La France fait face à une augmentation du nombre de demandeurs d’asile avec 122 743 personnes en demande en 2018. Les principales zones géographiques d’origine pour l’immigration régulière sont l’Europe et l’Afrique et, pour les demandeurs d’asile, l’Europe, l’Afrique, le Moyen Orient et l’Asie centrale. Le rattrapage vaccinal de ces personnes figure parmi les enjeux de santé publique liés aux migrations.
Plusieurs recommandations internationales se sont penchées sur ce sujet et proposent le plus souvent la reprise d’une primovaccination complète. En France, le groupe d’experts indépendants Infovac a préconisé l’utilisation des sérologies, anticorps antitétaniques et anticorps antiHBs en post-vaccinal. Cette position française repose notamment sur la crainte de réactions hyperimmunes principalement liées aux vaccins contenant l’anatoxine diphtérique et coquelucheuse fortement dosés.
Pour évaluer le niveau des pratiques, le BEH, par l’intermédiaire de plusieurs sociétés savantes, ont mené une enquête entre avril 2017 et mai 2018 par auto questionnaire en 2016-2018 auprès de médecins, exerçant en France, impliqués dans la prise en charge de migrants primo-arrivants, quelle que soit leur spécialité (*).
Au total, 372 médecins ont répondu à l’enquête. Les répondants étaient âgés en moyenne de 42 ans. 64,5 % étaient des femmes et 43,8 % exerçaient en Île-de-France.
Les trois situations suivantes leur ont été présentées :
« Vous devez effectuer le rattrapage vaccinal
• Chez un enfant de 4 ans érythréen en l’absence de carnet de vaccination. Sa mère dit avoir fait des vaccins après la naissance mais ne se rappelle plus lesquels. Il ne présente pas de cicatrice vaccinale.
• Chez une jeune Rom âgée de 14 ans en l’absence de carnet de vaccination. Sa mère dit qu’elle est à jour de ses vaccinations en Roumanie. Elle n’aurait pas eu de vaccin depuis l’âge de 2 ans. Elle ne présente pas de cicatrice vaccinale.
• Chez un homme syrien âgé de 35 ans en l’absence de carnet de vaccination. Il dit ne pas avoir fait de vaccination depuis l’enfance.
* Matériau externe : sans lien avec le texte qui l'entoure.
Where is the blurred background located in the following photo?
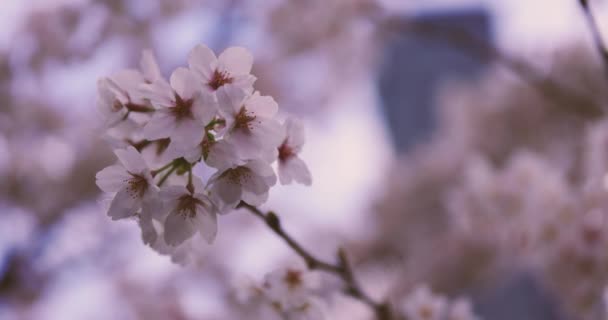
[0,0,608,320]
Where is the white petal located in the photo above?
[279,157,312,186]
[284,117,305,151]
[192,91,217,124]
[169,68,200,100]
[139,78,175,108]
[138,215,158,245]
[218,47,253,75]
[165,212,197,246]
[205,140,242,170]
[139,49,162,82]
[194,205,217,244]
[217,84,247,117]
[211,178,241,206]
[114,146,148,174]
[245,92,279,118]
[143,110,176,140]
[242,191,268,206]
[108,186,141,220]
[160,185,190,202]
[188,44,217,80]
[95,165,131,192]
[171,119,205,148]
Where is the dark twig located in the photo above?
[579,0,608,76]
[239,202,393,320]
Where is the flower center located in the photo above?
[283,270,302,290]
[279,139,295,162]
[222,167,251,185]
[207,69,234,91]
[176,194,204,218]
[418,305,435,320]
[170,94,194,121]
[234,106,257,131]
[127,173,148,198]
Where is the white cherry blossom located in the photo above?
[188,44,256,93]
[278,118,312,186]
[143,68,216,147]
[403,286,447,320]
[218,85,284,162]
[160,178,217,246]
[209,160,277,211]
[96,147,158,220]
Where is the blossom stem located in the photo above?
[186,166,194,193]
[238,201,393,320]
[158,162,177,187]
[152,162,173,177]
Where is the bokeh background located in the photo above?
[0,0,608,320]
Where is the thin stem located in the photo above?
[239,201,393,320]
[186,166,194,193]
[152,161,173,177]
[158,163,177,187]
[579,0,608,76]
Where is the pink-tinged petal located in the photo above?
[143,110,176,140]
[192,91,217,124]
[110,69,144,92]
[245,92,279,118]
[171,119,205,148]
[279,157,312,186]
[243,191,268,206]
[188,44,217,81]
[164,212,197,246]
[138,215,158,245]
[218,47,253,75]
[242,172,269,194]
[284,117,305,148]
[141,192,169,221]
[231,74,257,95]
[114,146,148,174]
[217,84,247,117]
[193,205,217,244]
[138,78,175,108]
[205,140,243,170]
[160,185,190,202]
[211,178,241,207]
[139,49,162,82]
[108,187,141,220]
[169,68,200,100]
[95,165,130,192]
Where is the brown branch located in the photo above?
[238,201,393,320]
[579,0,608,76]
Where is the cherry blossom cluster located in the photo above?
[96,45,311,256]
[402,285,481,320]
[237,267,325,320]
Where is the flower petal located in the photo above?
[139,49,162,82]
[245,92,279,118]
[114,146,148,174]
[169,68,200,100]
[108,186,141,220]
[95,164,130,192]
[218,47,253,75]
[143,110,176,140]
[165,212,197,246]
[188,44,217,82]
[194,205,217,244]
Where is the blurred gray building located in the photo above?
[378,10,492,152]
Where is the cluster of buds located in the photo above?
[96,45,311,256]
[402,285,481,320]
[237,267,325,320]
Il ne présente pas de cicatrice vaccinale. »
L’analyse des réponses des médecins participants montre qu'en l’absence d’informations sur le statut vaccinal d’une personne migrante, les pratiques rattrapage apparaissent très diverses : renouvellement de la primo-vaccination complète (33,1 %), utilisation des sérologies pré (32,8 %) ou post-vaccinales (16,9 %), reprise du calendrier vaccinal en fonction de l’âge en faisant l’hypothèse que la personne a été correctement primo-vaccinée (26,6 %), ou collecte d’informations sur les pratiques vaccinales dans les pays d’origine des patients (23,4 %).
Les femmes et les hommes médecins développent des pratiques vaccinales différenciées, les premières s’aidant plus volontiers de sites spécialisés ou de sérologies post-vaccinales, les seconds refaisant plus souvent une primo-vaccination complète. La majorité (55,4 %) des répondants ne fait pas plus de 2 injections vaccinales le même jour.
Ces conclusions ont été intégrées à la recommandation provisoire sur le rattrapage vaccinal des personnes dont le statut mal connu que la HAS, en partenariat avec la Spilf, vient d’éditer et qu’elle soumet à une consultation publique jusqu’au 10 juillet prochain. L’objectif est d’évaluer la lisibilité, l’acceptabilité et l’applicabilité de ces recommandations afin de favoriser leur mise en œuvre ultérieure.
(*) Groupe de travail Migration et prévention, des membres de la Société de formation thérapeutique du généraliste (SFTG Recherche), du réseau Sentinelles, du collectif national des Permanences d’accès aux soins de santé (Pass), Médecins du monde et les mailing-lists de la Spilf, de la Société de médecine des voyages et de la Société française de lutte contre le sida.